While he doesn't like the idea of increasing taxes, "if you had to impose an increase in taxes these are the less objectionable," he said.
The two taxes could provide a way of generating some revenue of for the cash-strapped city's general fund, which is used to pay for services such the library, public safety and parks and recreation.
Proposition 218 requires voter approval to increase any taxes, according to a city staff report.
Because the revenue from both taxes would go into the general fund a simple majority of votes cast would be needed to for the taxes to pass.
The Transient Occupancy Tax, also referred as TOT, is now set at a 10 percent rate and would be increased to 12 percent at all 20 of the hotels in the city, said Paula Chamberlain, the city's finance director.
After 30 days in the same hotel, a guest wouldn't pay the tax, she said.
Some cities with 10 percent TOT rates have raised them to 11 or 12 percent. One city, Anaheim, has a 15 percent TOT "but they have the draw that we don't have," Chamberlain said, referring to Disneyland.
A TOT increase could generate about $288,000 a year for the city, the staff report said.
The city's Property Transfer tax rate is $1.10 per $500 of property value at the time of sale, according to a city staff report.
The tax is generally paid by the seller unless the buyer and seller negotiate who pays it, Chamberlain said.
The median price of a house in Pomona is $209,000, which means a seller currently pays a city Property Transfer Tax of $460, she said.
If voters approve an increase the rate would go to $2.20 per $500 of property value.
With the higher rate the seller of the $209,000 house would pay $920 in transfer taxes, Chamberlain said.
The increase could generate about $1 million for the 2012-2013 fiscal year, the staff report said.
Pomona is currently looking for ways to close a $2.5 million budget gap.
Should both taxes get voter approval they would help generate some revenue but wouldn't address all of its financial needs, Chamberlain said.
Still "every little bit helps," she said.
Mayor Elliott Rothman said Pomona voters just might support an increase to the two taxes.

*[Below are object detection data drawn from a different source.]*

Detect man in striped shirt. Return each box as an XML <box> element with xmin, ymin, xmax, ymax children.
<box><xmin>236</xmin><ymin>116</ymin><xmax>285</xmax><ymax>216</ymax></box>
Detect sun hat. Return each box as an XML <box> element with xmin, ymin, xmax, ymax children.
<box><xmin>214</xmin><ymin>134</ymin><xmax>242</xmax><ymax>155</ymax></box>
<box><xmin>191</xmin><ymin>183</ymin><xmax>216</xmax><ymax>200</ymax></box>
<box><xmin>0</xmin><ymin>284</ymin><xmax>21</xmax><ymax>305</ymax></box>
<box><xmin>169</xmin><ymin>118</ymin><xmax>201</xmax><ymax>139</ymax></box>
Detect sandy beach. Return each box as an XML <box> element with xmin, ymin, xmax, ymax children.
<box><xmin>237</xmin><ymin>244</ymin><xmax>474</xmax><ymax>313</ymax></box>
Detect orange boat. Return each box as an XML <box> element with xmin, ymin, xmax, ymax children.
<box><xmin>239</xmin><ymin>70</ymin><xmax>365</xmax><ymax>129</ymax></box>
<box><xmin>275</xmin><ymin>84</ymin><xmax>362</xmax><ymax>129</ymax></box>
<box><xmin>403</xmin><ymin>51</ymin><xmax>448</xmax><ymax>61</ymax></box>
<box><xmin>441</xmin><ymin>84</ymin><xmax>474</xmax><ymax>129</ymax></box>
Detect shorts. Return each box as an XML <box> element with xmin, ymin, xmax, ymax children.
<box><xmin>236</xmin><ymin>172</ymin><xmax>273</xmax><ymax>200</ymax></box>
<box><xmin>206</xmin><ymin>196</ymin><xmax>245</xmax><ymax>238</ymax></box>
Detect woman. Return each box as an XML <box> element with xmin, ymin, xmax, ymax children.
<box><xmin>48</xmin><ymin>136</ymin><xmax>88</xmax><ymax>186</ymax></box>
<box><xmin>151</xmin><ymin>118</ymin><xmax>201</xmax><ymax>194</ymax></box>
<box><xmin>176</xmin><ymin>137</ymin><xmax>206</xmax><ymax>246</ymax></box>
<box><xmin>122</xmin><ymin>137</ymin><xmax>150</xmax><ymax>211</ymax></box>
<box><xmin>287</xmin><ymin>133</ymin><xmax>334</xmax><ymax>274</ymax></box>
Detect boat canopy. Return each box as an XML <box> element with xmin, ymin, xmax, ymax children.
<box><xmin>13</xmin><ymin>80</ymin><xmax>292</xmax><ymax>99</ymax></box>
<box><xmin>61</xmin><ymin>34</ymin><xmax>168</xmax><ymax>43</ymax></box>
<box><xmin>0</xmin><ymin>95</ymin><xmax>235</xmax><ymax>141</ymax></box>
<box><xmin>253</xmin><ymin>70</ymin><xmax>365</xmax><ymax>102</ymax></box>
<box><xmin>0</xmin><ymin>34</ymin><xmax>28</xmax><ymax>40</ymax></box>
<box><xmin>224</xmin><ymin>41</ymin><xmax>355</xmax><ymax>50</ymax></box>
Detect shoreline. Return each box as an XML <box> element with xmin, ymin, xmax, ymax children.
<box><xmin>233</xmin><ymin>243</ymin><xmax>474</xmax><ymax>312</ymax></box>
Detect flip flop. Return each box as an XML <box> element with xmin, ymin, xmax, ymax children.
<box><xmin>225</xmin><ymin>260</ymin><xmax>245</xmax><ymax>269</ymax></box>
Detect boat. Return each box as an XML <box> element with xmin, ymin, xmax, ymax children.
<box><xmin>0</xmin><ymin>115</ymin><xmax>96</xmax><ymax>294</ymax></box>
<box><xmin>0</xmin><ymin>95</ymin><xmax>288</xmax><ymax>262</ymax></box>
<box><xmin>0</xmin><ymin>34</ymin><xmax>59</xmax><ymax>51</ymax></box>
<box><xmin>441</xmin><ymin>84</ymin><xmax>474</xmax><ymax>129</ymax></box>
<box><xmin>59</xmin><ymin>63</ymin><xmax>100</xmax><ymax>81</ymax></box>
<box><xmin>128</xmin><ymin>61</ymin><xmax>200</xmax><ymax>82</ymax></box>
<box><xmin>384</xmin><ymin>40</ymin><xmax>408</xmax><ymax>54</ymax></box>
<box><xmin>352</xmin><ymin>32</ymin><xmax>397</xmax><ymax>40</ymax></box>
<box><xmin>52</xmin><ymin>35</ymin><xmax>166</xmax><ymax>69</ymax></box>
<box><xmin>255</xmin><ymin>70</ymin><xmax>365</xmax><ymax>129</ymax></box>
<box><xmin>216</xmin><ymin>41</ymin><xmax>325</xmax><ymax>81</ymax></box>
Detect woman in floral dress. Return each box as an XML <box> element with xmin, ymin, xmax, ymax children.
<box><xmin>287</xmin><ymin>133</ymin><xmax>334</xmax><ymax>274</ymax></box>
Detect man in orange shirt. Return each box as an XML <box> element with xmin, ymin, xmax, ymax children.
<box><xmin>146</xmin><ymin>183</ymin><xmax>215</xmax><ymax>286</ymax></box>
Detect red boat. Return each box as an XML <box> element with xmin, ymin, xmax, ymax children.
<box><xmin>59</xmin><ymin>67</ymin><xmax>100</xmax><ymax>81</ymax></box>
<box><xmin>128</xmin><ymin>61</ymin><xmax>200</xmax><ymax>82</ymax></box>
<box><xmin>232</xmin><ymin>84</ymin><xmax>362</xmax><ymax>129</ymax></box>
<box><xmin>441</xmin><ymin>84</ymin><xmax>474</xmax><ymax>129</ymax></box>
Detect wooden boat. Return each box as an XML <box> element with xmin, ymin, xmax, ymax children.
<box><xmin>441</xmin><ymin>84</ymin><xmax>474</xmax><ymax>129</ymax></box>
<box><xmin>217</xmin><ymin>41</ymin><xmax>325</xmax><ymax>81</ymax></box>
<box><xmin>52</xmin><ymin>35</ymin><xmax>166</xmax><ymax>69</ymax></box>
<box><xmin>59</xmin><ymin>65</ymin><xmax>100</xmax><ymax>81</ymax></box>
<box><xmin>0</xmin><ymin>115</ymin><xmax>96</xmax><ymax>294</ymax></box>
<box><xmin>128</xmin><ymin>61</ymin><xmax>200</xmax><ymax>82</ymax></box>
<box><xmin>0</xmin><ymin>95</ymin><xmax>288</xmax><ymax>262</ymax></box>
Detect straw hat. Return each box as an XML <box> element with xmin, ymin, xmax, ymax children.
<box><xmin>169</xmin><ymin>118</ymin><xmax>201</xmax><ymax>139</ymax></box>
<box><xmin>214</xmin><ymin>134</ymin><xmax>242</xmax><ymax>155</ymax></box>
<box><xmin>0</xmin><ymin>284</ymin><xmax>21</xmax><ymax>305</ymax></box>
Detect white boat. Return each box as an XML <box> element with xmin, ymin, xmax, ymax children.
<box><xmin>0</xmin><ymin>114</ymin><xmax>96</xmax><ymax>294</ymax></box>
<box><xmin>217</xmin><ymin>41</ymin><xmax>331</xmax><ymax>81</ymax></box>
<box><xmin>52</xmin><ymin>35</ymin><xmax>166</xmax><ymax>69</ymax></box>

"It would be taxes they already have," he said.
City Council members have yet to determine if they will place both items on a ballot but if they decide to do so the measure will be placed on a mail-in ballot.
At their April 16 meeting council members expressed an interest in trying out an all-mail ballot election.
They would like to test that voting system but only once and for the two possible tax measures.
City staff are expected to present council members a proposed ordinance at the May 7 Council meeting that if approved would authorize an all-mail ballot election that would take place Aug. 28 and would sunset once the election is completed, said Pomona City Clerk Marie Macias.
At that time the Council would also have to support a resolution declaring a fiscal state of emergency to have a tax measure appear on a non-regularly scheduled election.
California law only allows all-mail ballot election to to take on certain dates in March, May and August of each year, the staff report said.
An all-mail ballot election would cost about $122,288, the staff report said.
The November election with four council seats on four ballot measures would cost about $205,000.
The November ballot is expected to have three measures on it, two related to changes to the city charter.
Each measure costs the city $15,000, Macias said.
Should council members approve moving forward with an all-mail ballot the next step would be to approve calling the election, something that would go to council May 21, Macias said.